Key findings from the study include:
- Polyp detection
- The mean number of polyps detected per colonoscopy in the control and the CAD group were 0.51 and 0.97, respectively (p<0.001).
- There was a 1.89-fold increase in the mean number of polyps detected between the two groups (p<0.001).
- The polyp detection rate of the control and CAD group was 0.29 and 0.45, respectively (p<0.001).
- Adenoma detection
- The mean number of adenomas detected per colonoscopy in the control and CAD group were 0.31 and 0.53, respectively (p<0.001).
- There was a 1.72-fold increase in the mean number of adenomas detected between the experimental and control groups (p<0.001).
- The adenoma detection rate of the control and CAD groups was 0.20 and 0.29, respectively (p<0.001).
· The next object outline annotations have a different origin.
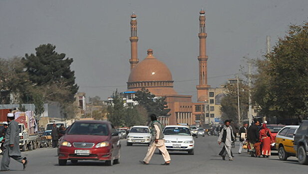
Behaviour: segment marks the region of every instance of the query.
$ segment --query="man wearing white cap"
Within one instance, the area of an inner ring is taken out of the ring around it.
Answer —
[[[5,134],[5,141],[4,143],[3,154],[1,162],[1,171],[9,170],[8,166],[10,158],[22,164],[24,170],[28,163],[26,157],[21,157],[19,149],[19,130],[18,123],[14,120],[14,114],[7,114],[7,130]]]

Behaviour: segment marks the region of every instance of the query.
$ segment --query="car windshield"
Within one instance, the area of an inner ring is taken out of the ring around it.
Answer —
[[[53,124],[53,123],[52,124],[48,124],[47,125],[47,126],[46,126],[46,130],[51,130],[52,129],[52,125]],[[59,128],[61,126],[63,126],[64,125],[64,124],[63,123],[56,123],[55,125],[56,126],[56,127],[57,128]]]
[[[165,135],[186,135],[191,136],[189,129],[186,127],[169,127],[164,130]]]
[[[274,133],[279,132],[280,130],[285,127],[284,125],[267,125],[267,126],[271,132]]]
[[[149,129],[145,127],[133,127],[129,131],[129,133],[149,133]]]
[[[104,135],[108,134],[106,124],[95,123],[75,123],[69,129],[68,134]]]
[[[43,134],[43,135],[44,135],[44,136],[51,135],[51,131],[46,131],[44,132],[44,133]]]

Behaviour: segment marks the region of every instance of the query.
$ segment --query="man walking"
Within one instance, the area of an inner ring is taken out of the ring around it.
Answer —
[[[51,139],[52,140],[52,147],[53,148],[55,148],[58,147],[59,132],[59,128],[56,127],[55,123],[53,123],[52,124],[52,129],[51,129]]]
[[[225,125],[222,129],[222,132],[218,137],[218,144],[220,145],[222,142],[224,143],[224,147],[219,154],[223,157],[223,160],[225,160],[226,155],[228,154],[229,161],[233,161],[231,155],[231,146],[232,142],[234,141],[234,136],[232,128],[230,126],[229,120],[225,121]],[[225,149],[224,149],[224,148]]]
[[[240,129],[240,149],[239,149],[239,154],[242,153],[243,143],[246,141],[247,138],[247,129],[248,123],[244,123],[243,127]]]
[[[8,168],[10,158],[22,164],[23,170],[28,164],[26,157],[21,157],[19,149],[19,129],[18,123],[14,120],[14,114],[7,114],[7,129],[5,133],[5,140],[4,143],[4,150],[2,161],[1,162],[1,171],[9,171]]]
[[[144,165],[148,165],[155,149],[157,148],[161,152],[164,160],[165,160],[165,163],[162,164],[162,165],[169,165],[171,162],[170,156],[165,146],[164,134],[163,134],[161,124],[157,121],[157,118],[155,114],[151,114],[150,117],[152,121],[151,125],[154,128],[152,136],[152,141],[149,147],[146,156],[143,161],[140,161],[140,163]],[[155,140],[153,141],[154,140]]]
[[[259,128],[258,127],[260,124],[260,122],[256,120],[255,121],[255,123],[248,128],[247,140],[250,145],[250,155],[252,157],[254,157],[255,154],[256,154],[256,157],[261,155],[261,152],[260,152],[261,143],[259,143]]]

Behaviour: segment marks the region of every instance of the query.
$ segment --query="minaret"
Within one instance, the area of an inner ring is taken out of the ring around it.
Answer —
[[[131,71],[137,64],[139,62],[138,59],[137,51],[137,43],[138,42],[138,37],[137,36],[137,16],[134,12],[130,16],[131,19],[130,20],[130,52],[131,56],[129,59],[129,63],[130,64],[130,70]]]
[[[197,86],[198,101],[205,101],[208,100],[208,89],[210,87],[208,85],[207,61],[206,55],[206,37],[205,32],[205,11],[203,9],[200,11],[199,17],[200,21],[200,32],[198,36],[199,38],[199,56],[198,57],[199,69],[199,84]]]

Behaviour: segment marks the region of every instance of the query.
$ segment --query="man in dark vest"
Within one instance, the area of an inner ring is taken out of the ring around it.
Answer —
[[[59,128],[57,127],[55,123],[53,123],[52,129],[51,129],[51,139],[52,139],[52,147],[54,148],[58,147],[59,132]]]
[[[5,133],[5,140],[4,143],[4,150],[2,162],[1,162],[1,171],[8,171],[10,158],[22,164],[23,170],[28,163],[26,157],[22,158],[19,149],[19,129],[18,123],[14,120],[14,114],[7,114],[7,130]]]
[[[228,154],[229,161],[233,161],[232,155],[231,155],[231,146],[232,142],[234,141],[234,136],[232,127],[230,126],[230,122],[227,120],[225,121],[225,125],[222,129],[222,132],[218,137],[218,144],[220,145],[222,142],[224,143],[224,147],[220,155],[223,158],[223,160],[225,160],[226,155]],[[224,150],[224,148],[225,149]]]
[[[140,161],[140,163],[144,165],[148,165],[155,149],[157,148],[161,152],[164,160],[165,160],[165,163],[163,164],[162,165],[169,165],[171,161],[170,156],[165,146],[161,124],[157,121],[157,118],[155,114],[151,114],[150,117],[152,121],[151,125],[153,128],[152,136],[152,141],[148,149],[147,155],[144,157],[143,161]]]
- There was a total of 39 false alarms (non-lesion area continuously traced) in the CAD group, averaging 0.075 false alarms per colonoscopy; all polyps detected by the endoscopist in the CAD group were also detected by the automatic detection system.
- Excluding the additional biopsy time, overall procedure time between the control and CAD groups were similar.
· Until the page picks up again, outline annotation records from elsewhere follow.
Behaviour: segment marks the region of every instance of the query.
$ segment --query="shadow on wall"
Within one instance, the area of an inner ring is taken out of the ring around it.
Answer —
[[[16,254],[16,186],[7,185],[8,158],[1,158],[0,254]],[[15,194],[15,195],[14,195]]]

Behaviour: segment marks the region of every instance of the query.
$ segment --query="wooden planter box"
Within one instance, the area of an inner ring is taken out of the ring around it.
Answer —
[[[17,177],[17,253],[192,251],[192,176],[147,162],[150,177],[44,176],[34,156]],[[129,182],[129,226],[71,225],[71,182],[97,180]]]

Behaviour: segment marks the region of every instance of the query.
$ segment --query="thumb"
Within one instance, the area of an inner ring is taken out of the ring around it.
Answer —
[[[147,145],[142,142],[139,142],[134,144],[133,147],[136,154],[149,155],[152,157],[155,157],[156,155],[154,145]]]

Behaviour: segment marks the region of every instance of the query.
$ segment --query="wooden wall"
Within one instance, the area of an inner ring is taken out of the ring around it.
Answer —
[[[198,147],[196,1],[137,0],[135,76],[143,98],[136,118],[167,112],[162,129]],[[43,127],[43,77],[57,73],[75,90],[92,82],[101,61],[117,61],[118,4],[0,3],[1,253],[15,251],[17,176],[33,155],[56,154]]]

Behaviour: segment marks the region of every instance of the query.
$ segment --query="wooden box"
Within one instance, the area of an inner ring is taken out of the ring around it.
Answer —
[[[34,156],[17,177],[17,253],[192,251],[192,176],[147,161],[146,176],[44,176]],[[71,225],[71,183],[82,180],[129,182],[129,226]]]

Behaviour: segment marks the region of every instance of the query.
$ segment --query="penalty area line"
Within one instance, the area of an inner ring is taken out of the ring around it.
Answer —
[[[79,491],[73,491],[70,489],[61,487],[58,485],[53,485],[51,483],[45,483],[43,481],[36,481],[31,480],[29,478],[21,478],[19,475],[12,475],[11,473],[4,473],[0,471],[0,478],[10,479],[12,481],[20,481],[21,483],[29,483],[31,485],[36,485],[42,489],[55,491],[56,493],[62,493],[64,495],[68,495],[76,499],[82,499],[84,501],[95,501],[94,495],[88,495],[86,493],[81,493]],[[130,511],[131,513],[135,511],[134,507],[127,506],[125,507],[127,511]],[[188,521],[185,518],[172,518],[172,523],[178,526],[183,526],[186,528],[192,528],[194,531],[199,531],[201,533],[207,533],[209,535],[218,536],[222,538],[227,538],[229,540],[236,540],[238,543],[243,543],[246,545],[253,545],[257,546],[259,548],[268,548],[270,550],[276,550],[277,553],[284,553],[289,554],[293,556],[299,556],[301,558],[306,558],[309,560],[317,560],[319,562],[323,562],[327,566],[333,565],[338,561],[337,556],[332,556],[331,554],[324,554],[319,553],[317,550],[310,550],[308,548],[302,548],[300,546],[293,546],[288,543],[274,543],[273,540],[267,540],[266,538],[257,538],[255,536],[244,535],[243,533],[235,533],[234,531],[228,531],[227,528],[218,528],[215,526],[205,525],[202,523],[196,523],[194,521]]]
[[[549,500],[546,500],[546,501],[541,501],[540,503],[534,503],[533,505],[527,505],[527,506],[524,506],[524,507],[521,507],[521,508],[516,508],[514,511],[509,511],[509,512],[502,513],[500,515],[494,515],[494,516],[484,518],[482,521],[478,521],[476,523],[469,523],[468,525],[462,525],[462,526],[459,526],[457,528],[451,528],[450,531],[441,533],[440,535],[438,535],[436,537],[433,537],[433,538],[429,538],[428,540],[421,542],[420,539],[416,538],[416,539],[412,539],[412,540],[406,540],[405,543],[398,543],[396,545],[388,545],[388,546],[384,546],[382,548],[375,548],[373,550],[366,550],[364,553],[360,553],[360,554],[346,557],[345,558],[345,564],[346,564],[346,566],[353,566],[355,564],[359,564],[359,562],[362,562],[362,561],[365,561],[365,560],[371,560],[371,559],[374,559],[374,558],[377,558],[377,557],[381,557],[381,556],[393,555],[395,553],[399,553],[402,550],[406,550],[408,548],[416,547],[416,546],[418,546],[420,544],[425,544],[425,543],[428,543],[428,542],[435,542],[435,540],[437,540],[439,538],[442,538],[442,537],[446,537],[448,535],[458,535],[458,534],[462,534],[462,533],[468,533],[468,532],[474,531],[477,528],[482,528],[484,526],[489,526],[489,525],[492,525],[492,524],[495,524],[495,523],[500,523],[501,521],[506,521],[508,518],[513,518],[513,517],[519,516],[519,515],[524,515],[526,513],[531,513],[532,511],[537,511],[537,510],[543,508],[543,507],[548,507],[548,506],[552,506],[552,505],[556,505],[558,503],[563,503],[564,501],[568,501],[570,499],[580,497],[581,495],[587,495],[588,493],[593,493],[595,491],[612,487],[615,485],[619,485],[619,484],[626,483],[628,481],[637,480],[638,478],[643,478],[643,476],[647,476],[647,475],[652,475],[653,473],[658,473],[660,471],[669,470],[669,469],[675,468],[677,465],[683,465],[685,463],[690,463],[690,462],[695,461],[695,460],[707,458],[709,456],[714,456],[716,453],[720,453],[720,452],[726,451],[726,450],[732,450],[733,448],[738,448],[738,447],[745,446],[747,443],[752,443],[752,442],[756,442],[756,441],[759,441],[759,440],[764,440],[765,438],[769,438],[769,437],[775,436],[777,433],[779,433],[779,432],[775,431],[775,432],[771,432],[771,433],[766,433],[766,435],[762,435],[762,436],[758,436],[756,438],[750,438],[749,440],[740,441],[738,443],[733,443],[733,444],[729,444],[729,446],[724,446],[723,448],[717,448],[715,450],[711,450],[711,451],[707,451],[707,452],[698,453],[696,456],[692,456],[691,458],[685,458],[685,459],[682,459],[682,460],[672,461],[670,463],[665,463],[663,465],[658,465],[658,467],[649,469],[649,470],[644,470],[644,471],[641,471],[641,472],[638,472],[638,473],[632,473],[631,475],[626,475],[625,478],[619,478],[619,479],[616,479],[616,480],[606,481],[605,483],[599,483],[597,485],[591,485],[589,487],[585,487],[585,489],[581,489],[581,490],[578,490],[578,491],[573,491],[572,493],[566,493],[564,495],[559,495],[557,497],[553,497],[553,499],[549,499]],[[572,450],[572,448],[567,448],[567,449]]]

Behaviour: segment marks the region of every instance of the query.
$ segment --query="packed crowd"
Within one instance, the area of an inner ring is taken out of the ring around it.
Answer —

- The improvement in the adenoma detection rate between the CAD and control group was statistically significant in patients with normal bowel but not in patients with excellent bowel prep.
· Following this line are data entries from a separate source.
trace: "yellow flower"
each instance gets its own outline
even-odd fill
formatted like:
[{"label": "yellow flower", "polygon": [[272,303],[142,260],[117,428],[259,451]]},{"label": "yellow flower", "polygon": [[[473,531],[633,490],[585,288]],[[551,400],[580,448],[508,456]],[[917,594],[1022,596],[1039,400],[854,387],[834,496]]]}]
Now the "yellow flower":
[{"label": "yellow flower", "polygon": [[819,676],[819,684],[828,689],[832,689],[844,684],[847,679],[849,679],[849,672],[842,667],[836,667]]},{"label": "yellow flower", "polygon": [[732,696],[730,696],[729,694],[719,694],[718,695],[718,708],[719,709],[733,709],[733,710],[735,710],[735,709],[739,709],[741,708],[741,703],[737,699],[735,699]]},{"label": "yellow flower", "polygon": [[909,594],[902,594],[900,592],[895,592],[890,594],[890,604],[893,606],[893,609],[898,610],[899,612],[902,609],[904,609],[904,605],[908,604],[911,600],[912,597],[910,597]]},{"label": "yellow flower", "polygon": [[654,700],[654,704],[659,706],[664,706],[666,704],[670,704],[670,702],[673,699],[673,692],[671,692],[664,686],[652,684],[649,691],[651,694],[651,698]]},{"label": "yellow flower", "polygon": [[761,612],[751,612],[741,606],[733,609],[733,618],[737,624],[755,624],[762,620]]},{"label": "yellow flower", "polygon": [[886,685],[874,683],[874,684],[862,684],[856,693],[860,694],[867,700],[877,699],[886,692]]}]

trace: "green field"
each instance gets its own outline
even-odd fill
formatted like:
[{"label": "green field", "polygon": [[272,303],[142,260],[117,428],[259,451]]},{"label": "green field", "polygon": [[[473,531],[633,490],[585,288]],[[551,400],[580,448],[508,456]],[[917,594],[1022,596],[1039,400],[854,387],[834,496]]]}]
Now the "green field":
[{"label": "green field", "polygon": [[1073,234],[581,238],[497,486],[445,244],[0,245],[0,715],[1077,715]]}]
- There were no complications reported.
“The aim of a CAD system is not to show how smart the AI is, but to be useful in clinical settings, and this reflects our commitment to innovating AI-based diagnostics with proven clinical benefits,” said JingJia Liu, Chief Executive Officer at Wision AI. “The study shows that use of our system did not increase procedure time, which is mainly because of the low false alarm rate. This demonstrates that the system can improve polyp and adenoma detection without negatively impacting physician and facility efficiency. The observation that our system provided an even superior detection in patients with normal bowel prep is also important given that fully complying with bowel prep procedures may be a challenge for some patients, and not all patients achieve excellent prep. We believe the results of this study are highly compelling and warrant further evaluation of our technology in screening colonoscopy or other diagnostic indications.”